Dive Brief:
- As employers plan return-to-work strategies, most professionals are against the implementation of workplace contact tracing, according to a survey released June 1 by Fishbowl, a workplace communications network. Contact tracing is an attempt to contain the spread of COVID-19 by tracking an employees' contact with other employees in the workplace.
- In Fishbowl's survey of more than 17,000 professionals, 75% responded that they would not allow their employers to trace their activity. Professionals in the tech industry, in particular, are against it; just 19% said they would allow it. However, 40% of respondents in the Human Resources field — the highest percentage recorded by industry — said they would allow their company to conduct contact tracing while at work, according to Fishbowl.
- Wisconsin had the highest percentage of professionals surveyed who would allow their company to trace their contact with other employees, with 39.79%, among states with more than 100 responses, according to Fishbowl. Florida had the lowest percentage of employees (19.55%) willing to participate. "While we can't know the reason for each person answering the way they did, it's assumed that privacy is one of the main reasons," the company said.
Dive Insight:
Contact tracing is "a core disease control measure employed by local and state health department personnel for decades," the Centers for Disease Control and Prevention stated in its guidance, naming it a "key strategy" to prevent the spread of COVID-19. But as companies are creating tools to support its use, some experts argued it could be a vehicle for "abuse and disinformation."
Kronos, workforce management and human capital management cloud provider, released an automated reporting tool for contact tracing in April. The tool analyzes labor records and time and attendance data collected by Kronos solutions. To compile the report, no health-related information is required or used, according to Kronos. Employers enter workers' ID number, a location of interest and date range, and then the tool generates a report of workers potentially affected by COVID-19.
Google and Apple announced April 10 the creation of Bluetooth-based contact tracing platform. It "would allow more individuals to participate, if they choose to opt in, as well as enable interaction with a broader ecosystem of apps and government health authorities," the companies said in a statement.

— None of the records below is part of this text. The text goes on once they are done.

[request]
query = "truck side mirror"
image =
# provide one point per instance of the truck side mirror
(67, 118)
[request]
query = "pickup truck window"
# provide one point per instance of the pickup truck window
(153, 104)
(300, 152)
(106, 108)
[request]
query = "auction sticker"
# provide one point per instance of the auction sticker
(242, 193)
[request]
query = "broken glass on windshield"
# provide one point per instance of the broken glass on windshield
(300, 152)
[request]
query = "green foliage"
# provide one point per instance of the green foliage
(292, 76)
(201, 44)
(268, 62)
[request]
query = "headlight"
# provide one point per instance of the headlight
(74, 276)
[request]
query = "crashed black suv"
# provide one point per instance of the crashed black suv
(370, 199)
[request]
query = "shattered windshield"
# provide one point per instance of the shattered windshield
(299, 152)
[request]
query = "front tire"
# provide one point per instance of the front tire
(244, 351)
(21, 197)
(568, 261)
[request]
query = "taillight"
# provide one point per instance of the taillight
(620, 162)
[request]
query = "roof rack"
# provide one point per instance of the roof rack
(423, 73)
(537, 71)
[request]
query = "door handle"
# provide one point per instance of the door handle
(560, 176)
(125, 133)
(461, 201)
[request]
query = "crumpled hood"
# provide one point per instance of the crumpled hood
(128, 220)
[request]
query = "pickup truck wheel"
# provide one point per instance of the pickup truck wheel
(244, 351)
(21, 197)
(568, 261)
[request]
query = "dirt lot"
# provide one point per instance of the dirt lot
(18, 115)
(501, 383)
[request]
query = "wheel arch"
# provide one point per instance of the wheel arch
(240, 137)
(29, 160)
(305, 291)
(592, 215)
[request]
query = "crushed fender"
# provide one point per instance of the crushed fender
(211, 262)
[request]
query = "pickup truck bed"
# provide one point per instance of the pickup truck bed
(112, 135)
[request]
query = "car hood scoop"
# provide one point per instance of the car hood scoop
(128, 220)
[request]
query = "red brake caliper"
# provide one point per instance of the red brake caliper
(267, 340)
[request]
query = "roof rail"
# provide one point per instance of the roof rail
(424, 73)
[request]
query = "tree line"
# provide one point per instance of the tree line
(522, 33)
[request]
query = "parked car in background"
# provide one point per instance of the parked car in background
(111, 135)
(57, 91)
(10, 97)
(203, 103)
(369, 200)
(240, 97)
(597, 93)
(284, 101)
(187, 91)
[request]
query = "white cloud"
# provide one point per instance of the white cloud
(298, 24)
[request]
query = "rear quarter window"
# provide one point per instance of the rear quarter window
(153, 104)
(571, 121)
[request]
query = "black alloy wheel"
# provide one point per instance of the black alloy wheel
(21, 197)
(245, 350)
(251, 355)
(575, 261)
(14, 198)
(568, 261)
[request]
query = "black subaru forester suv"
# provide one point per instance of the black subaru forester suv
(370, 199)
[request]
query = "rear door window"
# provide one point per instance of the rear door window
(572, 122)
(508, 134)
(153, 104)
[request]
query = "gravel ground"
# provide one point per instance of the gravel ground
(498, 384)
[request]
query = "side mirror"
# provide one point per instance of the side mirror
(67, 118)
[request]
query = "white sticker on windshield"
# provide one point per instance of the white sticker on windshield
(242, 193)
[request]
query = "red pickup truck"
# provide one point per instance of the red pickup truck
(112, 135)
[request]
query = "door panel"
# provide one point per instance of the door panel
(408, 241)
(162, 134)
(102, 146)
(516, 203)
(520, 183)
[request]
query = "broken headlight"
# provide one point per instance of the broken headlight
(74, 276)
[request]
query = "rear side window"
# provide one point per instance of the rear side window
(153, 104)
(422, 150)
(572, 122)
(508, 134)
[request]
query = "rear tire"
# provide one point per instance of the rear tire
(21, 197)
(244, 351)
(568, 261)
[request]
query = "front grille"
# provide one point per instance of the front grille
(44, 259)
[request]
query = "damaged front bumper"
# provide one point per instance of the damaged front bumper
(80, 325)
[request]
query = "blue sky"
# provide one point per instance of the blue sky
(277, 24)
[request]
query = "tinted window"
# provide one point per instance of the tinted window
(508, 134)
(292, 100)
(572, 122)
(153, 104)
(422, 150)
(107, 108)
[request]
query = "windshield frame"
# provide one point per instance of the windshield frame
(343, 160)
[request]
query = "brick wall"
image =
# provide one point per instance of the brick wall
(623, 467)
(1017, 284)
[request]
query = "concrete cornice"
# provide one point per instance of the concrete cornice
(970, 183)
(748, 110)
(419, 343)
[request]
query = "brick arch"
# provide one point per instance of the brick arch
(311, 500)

However, Ashkan Soltani, a technologist specializing in privacy, Carl Bergstrom, a professor of biology at the University of Washington, and Ryan Calo, a University of Washington law professor, wrote that tech companies' product is not feasible, in an opinion piece published April 27 by the Brookings Institute.
"We have serious doubts that voluntary, anonymous contact tracing through smartphone apps — as Apple, Google, and faculty at a number of academic institutions all propose — can free Americans of the terrible choice between staying home or risking exposure," they wrote. "We worry that contact-tracing apps will serve as vehicles for abuse and disinformation, while providing a false sense of security to justify reopening local and national economies well before it is safe to do so."